I am unsure how or if "what helps you feel understood and connected..." There is.
This is a good question. But I am at a loss :(😞
@ASilentObserver
I breathe and take some time to think, then try to express my thoughts the best way possible. I usually end up finding better ways and words in the aftermath of the situation. When it's an emotion that triggers me emotionally, or that concerns a beloved one, the emotions often affect my judgement and thus my participation... I'm working on my emotions regulation and learning to speak more effectively.
@ChocolateCupcake24 I hear this can be difficult, having to speak up when you'd rather have more time. It makes sense to want to find better words afterward. Focusing on your emotions at the moment can make things harder. You're making progress in learning to speak more effectively. What aspects of regulating your emotions are you finding most helpful so far?
Understanding that my emotions aren't always adapted to the situation, that they're triggered by identification to possible past events. I take time to assess what I'm feeling and putting things into perspective. Sometimes though, when I'm overwhelmed, anxious or not confident, I can get dragged by my emotions.
Also, what I find helpful, is the power of breath and laughter. They are great tools to limit the emotion's intensity, and at best even control your emotions.
What about you @ASilentObserver?
@ChocolateCupcake24 ,
Hello there , power breathing is very new to me. You mentioning it here prompted me to check that out , and thank you so much . Its truly a bliss🤗🤗
@ASilentObserver
@ASilentObserver
I usually just clam up.
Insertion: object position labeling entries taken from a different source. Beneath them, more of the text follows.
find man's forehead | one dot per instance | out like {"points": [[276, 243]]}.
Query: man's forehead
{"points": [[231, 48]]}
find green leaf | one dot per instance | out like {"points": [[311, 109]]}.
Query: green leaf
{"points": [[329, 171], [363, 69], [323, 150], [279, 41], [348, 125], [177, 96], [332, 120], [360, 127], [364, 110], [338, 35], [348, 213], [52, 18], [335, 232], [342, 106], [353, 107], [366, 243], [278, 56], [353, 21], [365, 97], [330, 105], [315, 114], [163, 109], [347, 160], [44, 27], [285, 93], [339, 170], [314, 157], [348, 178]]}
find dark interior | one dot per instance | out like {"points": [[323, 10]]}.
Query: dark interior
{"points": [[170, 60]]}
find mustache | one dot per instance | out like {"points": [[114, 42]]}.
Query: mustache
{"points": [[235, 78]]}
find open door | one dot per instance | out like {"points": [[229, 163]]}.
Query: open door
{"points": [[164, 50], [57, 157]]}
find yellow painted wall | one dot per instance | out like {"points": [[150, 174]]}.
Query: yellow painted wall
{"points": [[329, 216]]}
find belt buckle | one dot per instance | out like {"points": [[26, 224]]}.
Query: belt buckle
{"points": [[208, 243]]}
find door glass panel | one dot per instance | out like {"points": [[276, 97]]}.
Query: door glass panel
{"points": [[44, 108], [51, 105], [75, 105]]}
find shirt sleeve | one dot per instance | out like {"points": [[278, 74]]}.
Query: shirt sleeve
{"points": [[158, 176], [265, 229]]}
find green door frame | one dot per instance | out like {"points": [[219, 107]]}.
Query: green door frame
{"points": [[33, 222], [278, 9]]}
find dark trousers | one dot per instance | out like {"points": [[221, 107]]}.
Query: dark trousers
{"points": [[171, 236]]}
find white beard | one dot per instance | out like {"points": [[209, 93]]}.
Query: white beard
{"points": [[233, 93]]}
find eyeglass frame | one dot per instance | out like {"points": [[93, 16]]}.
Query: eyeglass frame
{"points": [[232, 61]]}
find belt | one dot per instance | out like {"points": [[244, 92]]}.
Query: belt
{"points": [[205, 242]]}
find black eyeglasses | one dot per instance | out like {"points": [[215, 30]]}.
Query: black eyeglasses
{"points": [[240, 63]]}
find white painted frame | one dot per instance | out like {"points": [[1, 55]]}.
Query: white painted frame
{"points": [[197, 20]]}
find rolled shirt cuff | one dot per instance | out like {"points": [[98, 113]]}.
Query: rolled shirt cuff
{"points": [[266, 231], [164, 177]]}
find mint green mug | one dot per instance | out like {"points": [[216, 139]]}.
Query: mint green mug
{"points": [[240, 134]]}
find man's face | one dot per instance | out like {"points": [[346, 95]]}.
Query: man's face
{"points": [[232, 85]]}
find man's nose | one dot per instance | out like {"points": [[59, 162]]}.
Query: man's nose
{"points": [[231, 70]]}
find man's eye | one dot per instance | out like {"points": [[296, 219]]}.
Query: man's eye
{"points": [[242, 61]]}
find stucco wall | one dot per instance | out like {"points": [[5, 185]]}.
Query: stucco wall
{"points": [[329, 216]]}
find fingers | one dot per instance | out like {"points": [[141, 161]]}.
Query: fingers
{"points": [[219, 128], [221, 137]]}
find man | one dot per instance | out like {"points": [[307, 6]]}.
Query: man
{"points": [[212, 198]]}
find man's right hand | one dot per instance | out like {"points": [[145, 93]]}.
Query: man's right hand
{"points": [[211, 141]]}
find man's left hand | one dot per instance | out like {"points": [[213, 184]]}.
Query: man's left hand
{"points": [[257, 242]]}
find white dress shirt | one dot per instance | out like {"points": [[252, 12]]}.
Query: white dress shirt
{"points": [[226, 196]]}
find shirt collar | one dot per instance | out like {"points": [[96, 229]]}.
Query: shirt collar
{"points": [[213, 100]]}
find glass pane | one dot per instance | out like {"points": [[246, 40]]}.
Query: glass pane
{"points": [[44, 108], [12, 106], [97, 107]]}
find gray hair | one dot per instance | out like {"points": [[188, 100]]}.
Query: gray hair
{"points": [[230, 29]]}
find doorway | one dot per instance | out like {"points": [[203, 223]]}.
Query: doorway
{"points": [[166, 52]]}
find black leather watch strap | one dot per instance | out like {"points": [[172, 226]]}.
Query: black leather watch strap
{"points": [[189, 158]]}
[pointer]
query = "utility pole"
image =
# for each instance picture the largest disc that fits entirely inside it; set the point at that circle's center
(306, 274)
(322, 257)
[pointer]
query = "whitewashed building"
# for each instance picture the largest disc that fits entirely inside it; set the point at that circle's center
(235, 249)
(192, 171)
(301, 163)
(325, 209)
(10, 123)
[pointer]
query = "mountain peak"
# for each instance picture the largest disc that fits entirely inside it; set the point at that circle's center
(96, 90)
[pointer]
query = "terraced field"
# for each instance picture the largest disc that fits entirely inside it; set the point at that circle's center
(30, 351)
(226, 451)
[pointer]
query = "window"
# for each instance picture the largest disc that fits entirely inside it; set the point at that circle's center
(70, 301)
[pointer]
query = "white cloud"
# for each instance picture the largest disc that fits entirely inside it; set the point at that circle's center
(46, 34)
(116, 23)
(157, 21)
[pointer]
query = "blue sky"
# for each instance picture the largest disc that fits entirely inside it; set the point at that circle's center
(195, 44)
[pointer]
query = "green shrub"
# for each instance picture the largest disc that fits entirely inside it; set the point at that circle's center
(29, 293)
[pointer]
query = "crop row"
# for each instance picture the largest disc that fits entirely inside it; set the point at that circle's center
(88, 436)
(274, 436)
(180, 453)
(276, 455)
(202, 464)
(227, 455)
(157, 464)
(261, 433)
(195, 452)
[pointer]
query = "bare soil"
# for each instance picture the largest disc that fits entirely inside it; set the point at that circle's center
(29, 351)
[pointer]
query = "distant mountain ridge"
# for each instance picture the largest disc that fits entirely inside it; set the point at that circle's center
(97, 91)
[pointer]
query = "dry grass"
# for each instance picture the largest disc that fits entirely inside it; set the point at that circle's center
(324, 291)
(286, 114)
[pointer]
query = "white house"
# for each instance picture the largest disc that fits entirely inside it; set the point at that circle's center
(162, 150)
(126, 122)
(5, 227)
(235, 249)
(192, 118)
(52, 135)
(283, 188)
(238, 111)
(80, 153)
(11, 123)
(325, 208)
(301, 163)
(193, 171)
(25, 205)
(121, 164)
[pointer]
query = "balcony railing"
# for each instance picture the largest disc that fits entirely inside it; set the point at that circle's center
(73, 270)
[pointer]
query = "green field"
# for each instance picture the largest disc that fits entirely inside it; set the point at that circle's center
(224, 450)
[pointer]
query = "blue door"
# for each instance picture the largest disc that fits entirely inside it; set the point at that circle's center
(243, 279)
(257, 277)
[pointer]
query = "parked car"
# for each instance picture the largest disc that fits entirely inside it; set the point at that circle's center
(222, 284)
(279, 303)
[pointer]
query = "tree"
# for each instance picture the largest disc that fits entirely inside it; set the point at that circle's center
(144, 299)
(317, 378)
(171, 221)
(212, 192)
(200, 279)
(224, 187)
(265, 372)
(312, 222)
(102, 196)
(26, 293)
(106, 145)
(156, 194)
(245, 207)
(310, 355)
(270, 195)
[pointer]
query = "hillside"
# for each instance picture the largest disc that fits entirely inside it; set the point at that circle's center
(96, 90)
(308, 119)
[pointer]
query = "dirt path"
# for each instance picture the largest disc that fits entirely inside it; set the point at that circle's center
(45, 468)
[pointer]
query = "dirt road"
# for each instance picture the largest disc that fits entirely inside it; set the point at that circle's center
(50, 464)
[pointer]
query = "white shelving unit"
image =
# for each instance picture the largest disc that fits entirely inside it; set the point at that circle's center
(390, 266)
I have a great fear off publics speaking.
For example, if I know there's a chance where I might be called on, say, in Group Meetings, I will think of all possible scenarios or incidents that I might be called on for. Then, think of all possible things I could say or comment on. But when something happens unexpectedly or suddenly, my mind often goes blank and I would look at other people, as if calling for help or guidance as to what I should say and hope someone else will speak up instead.
@ASilentObserver
@Jaeteuk great thoughts Jae. Appreciate you for sharing them with us. I hear how frustrating and anxiety provoking this can be for you. Moments that require quick thinking on the spot can be challenging. You have taken the time to prepare beforehand which shows you are proactive and invested. What feelings come up for you in these moments?
When I'm prepared, I still feel nervous if called on to speak up. It also depends on the people that are present, if there is someone that makes me feel intimidated, I will feel even more uncomfortable speaking up, afraid that the person will judge me. Luckily, I don't have many of these instances that happen with my work, a lot of the times, Group Meetings are just listening to one person giving the briefing and only those who have thoughts or comments will add to what was being said. The only meetings I have are one-on-one, and since I feel comfortable with my Manager, I'm usually not as nervous. But I do hesitate sometimes, not knowing if I should say certain things. During meetings with my Manager though, I usually make a list of what I need to convey. Then, depending on her reaction, I'll decide then if I should mention everything from my list.
@ASilentObserver
Being forced to do anything is not right. Do I handle these situations well? No, and no one does even those without anxiety.
No one should be forced to speak up or put in such a toxic situation mental health issues or not.
I get defensive irritable explode then shut down and run away anxiety has taken over my life in every way shape and form lately I need help so badly and can not seem to get it no support no meds no nothing
@ASilentObserver
I force myself to think positive self affirming thoughts and brush off negative ones. Also distract myself beforehand and try not to think about it.